Blue Monday (on Tuesday)

Jerry Wexler, who died Friday at the age of 91, brought an extraordinary range of interests to the work of making records, and perhaps for that reason he became one of popular music’s greatest pioneers. Like his friend and fellow blues obsessive John Hammond, Wexler was the right man in the right place at the right time, and it’s safe to say that if Jerry Wexler had never been born, American popular music would have taken a much different course.

As a young journalist under the spell of Ernest Hemingway, James M. Cain and John O’Hara, Wexler coined the term “rhythm and blues” to replace the “race music” term used to ghettoize black music. As a producer and partner in Atlantic Records, Wexler helped turn R&B into a commercial as well as an artistic force. He took young Aretha Franklin, whose career was going down the drain after some jazz-flavored recordings for Columbia Records, and brought out the sound that made her the Queen of Soul: with her first two Wexler-produced singles, “I Never Loved a Man (The Way I Love You)” and “Respect,” Franklin became a superstar. Wexler went on to produce Ray Charles, Solomon Burke and Dusty Springfield, and cultivated a relationship with Memphis-based Stax Records that brought its powerhouse soul music roster to a worldwide audience. Like Ahmet and Nesuhi Ertegun, who invited him to join Atlantic in 1953, Wexler was a hipster with business sense and invincible confidence in his own tastes, and (like the Erteguns) he was usually right.

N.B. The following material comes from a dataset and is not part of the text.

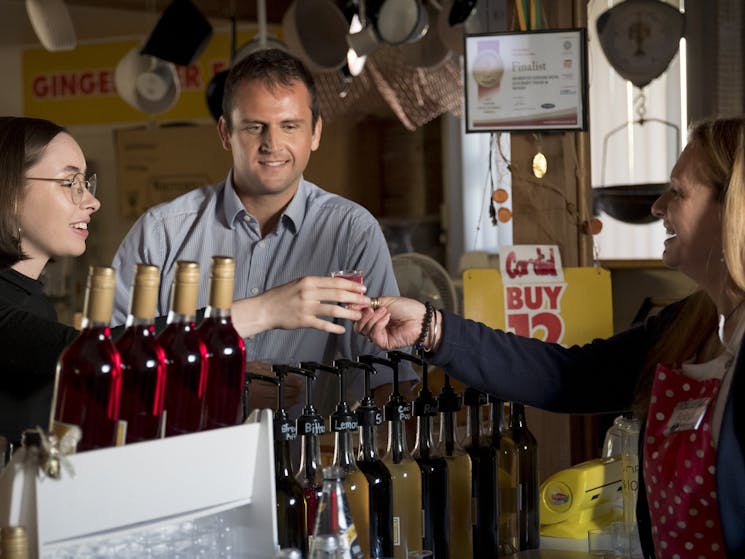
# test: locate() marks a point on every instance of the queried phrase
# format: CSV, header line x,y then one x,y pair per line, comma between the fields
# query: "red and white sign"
x,y
534,285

When Bob Dylan became a born-again Christian in the late Seventies, he abandoned his previous seat-of-the-pants recording philosophy and asked Wexler to produce his first gospel album, Slow Train Coming. Wexler, not knowing the turn in Dylan’s life, was surprised to find himself recording a disc of hellfire Christian ditties:

Naturally, I wanted to do the album in Muscle Shoals — as Bob did — but we decided to prep it in L.A., where Bob lived. That’s when I learned what the songs were about: born-again Christians in the old corral . . . I liked the irony of Bob coming to me, the Wandering Jew, to get the Jesus feel . . . [But] I had no idea he was on this born-again Christian trip until he started to evangelize me. I said, “Bob, you’re dealing with a sixty-two-year-old confirmed Jewish atheist. I’m hopeless. Let’s just make an album.

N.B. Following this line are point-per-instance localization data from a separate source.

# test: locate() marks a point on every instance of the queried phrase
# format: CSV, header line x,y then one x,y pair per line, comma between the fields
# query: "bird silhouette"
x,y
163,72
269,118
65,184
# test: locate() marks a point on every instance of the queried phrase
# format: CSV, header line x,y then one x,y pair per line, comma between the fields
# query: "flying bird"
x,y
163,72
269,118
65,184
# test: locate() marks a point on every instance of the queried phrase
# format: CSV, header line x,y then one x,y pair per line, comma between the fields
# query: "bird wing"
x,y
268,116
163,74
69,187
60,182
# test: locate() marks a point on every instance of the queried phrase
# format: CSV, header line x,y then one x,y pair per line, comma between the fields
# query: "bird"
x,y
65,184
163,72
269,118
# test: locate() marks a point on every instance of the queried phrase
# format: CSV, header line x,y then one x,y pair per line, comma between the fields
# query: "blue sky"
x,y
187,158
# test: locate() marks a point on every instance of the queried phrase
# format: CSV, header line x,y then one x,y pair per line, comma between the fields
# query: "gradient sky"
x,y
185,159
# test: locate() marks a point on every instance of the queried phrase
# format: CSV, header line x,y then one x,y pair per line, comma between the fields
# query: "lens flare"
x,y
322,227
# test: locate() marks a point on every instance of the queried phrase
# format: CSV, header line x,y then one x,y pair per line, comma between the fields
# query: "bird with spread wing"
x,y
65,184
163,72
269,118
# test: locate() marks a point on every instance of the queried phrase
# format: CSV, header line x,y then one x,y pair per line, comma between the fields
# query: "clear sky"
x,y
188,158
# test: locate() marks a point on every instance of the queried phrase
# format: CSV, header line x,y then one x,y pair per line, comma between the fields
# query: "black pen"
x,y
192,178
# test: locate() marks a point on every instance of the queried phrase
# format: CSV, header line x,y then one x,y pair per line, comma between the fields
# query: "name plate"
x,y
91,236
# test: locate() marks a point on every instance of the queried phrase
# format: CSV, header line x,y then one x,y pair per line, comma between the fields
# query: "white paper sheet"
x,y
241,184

The work paid off. Slow Train Coming remains one of Dylan’s best sounding records, and the strongest of the gospel works that made everybody’s jaws drop in the early Eighties.

Wexler’s 1993 memoir, Rhythm and the Blues: A Life in American Music, is a long out of print collectors’ item, but worth tracking down for great stories about musicians and the music business.